If you can get the certificate, it means you are deemed good enough to be a doctor in the US.
The requirements needed to get an ECFMG certificate are given below.
ERAS Explanation
The ERAS (Electronic Residency Application Service) is an online service which allows information like examination transcripts, personal statements and letters of recommendations to be kept and sent to residency programs.
It is the US equivalent of UCAS or Oriel.
Residency Explanation
Residency is the equivalent of being a registrar in the UK. There is no F1 or F2 post in the US as they go straight into their specialities after medical school.
After residency, doctors are known as attendings.
An attending is the equivalent of a consultant.
Match Explanation
The match is when US medical students find out if they have a place to work.
It is when they “match” into their residency positions – essentially a results day.
What Is Required to Move to the US?
To move to the US, there are a few things which are needed no matter which country you are coming from.
Here is a brief list of the requirements which we will go into more depth later:
Complete a medical degree at a recognised medical school (on the World Directory of Medical Schools)

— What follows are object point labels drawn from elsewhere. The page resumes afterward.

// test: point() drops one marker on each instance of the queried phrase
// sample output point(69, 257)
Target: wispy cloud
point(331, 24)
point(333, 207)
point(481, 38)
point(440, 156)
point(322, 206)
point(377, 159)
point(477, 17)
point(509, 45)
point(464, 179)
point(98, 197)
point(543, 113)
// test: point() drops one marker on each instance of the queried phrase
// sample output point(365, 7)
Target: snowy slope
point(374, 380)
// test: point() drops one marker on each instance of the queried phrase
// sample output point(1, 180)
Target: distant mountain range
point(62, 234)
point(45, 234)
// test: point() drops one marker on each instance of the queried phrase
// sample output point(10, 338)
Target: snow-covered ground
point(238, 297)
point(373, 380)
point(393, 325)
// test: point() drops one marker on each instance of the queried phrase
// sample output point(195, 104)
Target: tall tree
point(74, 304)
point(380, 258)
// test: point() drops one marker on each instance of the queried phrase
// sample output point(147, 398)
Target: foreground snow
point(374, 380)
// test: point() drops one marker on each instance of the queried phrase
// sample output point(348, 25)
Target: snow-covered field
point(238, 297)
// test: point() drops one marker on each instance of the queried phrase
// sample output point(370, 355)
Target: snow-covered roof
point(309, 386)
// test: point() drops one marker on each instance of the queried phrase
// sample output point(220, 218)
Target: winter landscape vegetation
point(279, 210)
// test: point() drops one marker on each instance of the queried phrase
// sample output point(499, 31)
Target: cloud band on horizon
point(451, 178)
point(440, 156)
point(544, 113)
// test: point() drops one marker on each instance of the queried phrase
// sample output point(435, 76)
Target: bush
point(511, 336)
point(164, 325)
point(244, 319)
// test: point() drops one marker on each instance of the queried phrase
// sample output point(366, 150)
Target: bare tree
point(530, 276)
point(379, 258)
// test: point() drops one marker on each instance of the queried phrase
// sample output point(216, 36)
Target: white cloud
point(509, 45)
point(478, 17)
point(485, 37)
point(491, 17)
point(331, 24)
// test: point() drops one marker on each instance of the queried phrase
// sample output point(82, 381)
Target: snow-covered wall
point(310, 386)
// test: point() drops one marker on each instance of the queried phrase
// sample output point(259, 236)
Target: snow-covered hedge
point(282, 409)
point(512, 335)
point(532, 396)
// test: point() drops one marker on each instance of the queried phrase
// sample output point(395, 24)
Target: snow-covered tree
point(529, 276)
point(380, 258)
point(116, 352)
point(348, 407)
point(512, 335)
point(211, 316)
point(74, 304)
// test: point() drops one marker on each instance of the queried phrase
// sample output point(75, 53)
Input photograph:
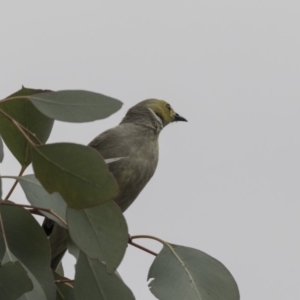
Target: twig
point(64, 281)
point(130, 242)
point(48, 210)
point(4, 236)
point(21, 127)
point(15, 183)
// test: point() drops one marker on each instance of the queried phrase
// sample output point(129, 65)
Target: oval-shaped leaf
point(75, 105)
point(64, 290)
point(38, 196)
point(25, 113)
point(94, 283)
point(28, 244)
point(101, 232)
point(77, 172)
point(14, 281)
point(185, 273)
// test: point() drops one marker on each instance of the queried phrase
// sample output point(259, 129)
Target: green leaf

Pass USMLE Step 1, 2 and 3 (step 2 must be taken in the US)
Go to the US and gain clinical experience (when in the final year of medical school)
Succeed in getting an ECFMG certificate (achieved after the above is complete)
Get letters of recommendations (ideally from US doctors)
Attain a valid visa or green card
Have approximately $15,000 in cash
There is no way a doctor can move to the US without taking the USMLE exams. You have to take them.
Below I have some common questions that people ask when discussing this topic.
How Long Does it Take?
The whole process of moving to the US would take up to 2 years depending on when you do it. If you pick a bad time to start the process it could potentially take up to 3 years.
How Much Does it Cost?
All in all, it costs about $15,000 to move to the US.
The exams themselves cost about $1000 each, while the number of times you have to go to the US as well as the resources you have to use all end up adding up.
It may seem like a lot, but it is an investment.
Doctors in the US earn much more than UK doctors, and so even though $15,000 is a lot right now, when you are earning upwards of $200,000 a year, you probably won’t regret your decision.